The global energy market is on edge again. With tensions between the United States and Iran escalating into active military strikes as of February 28, 2026, the “fear factor” has firmly returned to the driver’s seat.
For everyday consumers and investors, this isn’t just another geopolitical headline. If the situation worsens, it could show up quickly at the petrol pump and possibly shake up your investment portfolio too.
The Current Situation: Why Prices Are Climbing
After the military actions on February 28, 2026, oil benchmarks opened with a sharp “gap-up,” as traders rushed to price in the risk of supply disruptions.
Brent Crude: Currently hovering around $73 per barrel. Experts warn it could test $80, and if tensions persist, even $100 isn’t off the table.
West Texas Intermediate (WTI): Up more than 20% so far this year, recently touching seven-month highs near $67–$68.

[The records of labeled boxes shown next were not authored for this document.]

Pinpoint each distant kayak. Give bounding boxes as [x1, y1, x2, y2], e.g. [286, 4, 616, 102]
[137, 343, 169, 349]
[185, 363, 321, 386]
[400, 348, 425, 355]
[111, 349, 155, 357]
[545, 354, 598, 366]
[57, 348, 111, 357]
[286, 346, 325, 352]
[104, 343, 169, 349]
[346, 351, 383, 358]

What’s driving this spike? Traders are adding what’s known as a “war premium,” an extra cost built into every barrel, simply because of the risk that oil supply could suddenly be disrupted.
In simple terms, markets hate uncertainty. And right now, uncertainty is in abundance.
The ‘Choke Point’ That Has Everyone Worried
The biggest concern for the global energy market isn’t just the conflict itself, it’s geography. At the centre of the storm lies the Strait of Hormuz, a narrow waterway that serves as the world’s most critical oil transit route.
Roughly 20 million barrels of oil pass through this route every single day, about 20% of global oil consumption. If Iran attempts to block or disrupt traffic here in retaliation, global supplies could tighten overnight.
In such a scenario, analysts at Bloomberg and several major investment banks suggest oil prices wouldn’t just rise gradually, they could spike sharply, potentially crossing $100 per barrel within weeks. That’s the worst-case scenario the market is nervously watching.
What It Means for You
The immediate outlook is likely to remain volatile. Expect sharp swings in prices as fresh headlines emerge. Investors may want to keep a close watch on market openings, especially at the start of the week when global markets react to weekend developments.
For the general public, the impact could be more direct:
- Higher fuel prices
- Rising transportation and logistics costs
- Potential pressure on inflation
- Possible delays in long-awaited interest rate cuts
However, there’s another side to the story. Experts point out that global oil markets are currently well-supplied. Strategic reserves in key economies and output from major producers are acting as a cushion for now.
Unless the Strait of Hormuz is physically blocked or major infrastructure is damaged, prices may stabilize once the initial panic fades. Markets often react sharply at first, only to cool down when worst-case fears fail to materialize.
The Big Question: Shock or Structural Shift?
Is this a short-term spike driven by fear? Or the beginning of a sustained rally toward $100 oil?
Much will depend on how long tensions persist and whether the conflict spreads beyond limited military action. For now, the “war premium” is real, but so is the possibility of stabilization if cooler heads prevail.
One thing is clear: crude oil is back in the spotlight. And in times like these, even a single headline can move billions of dollars in minutes.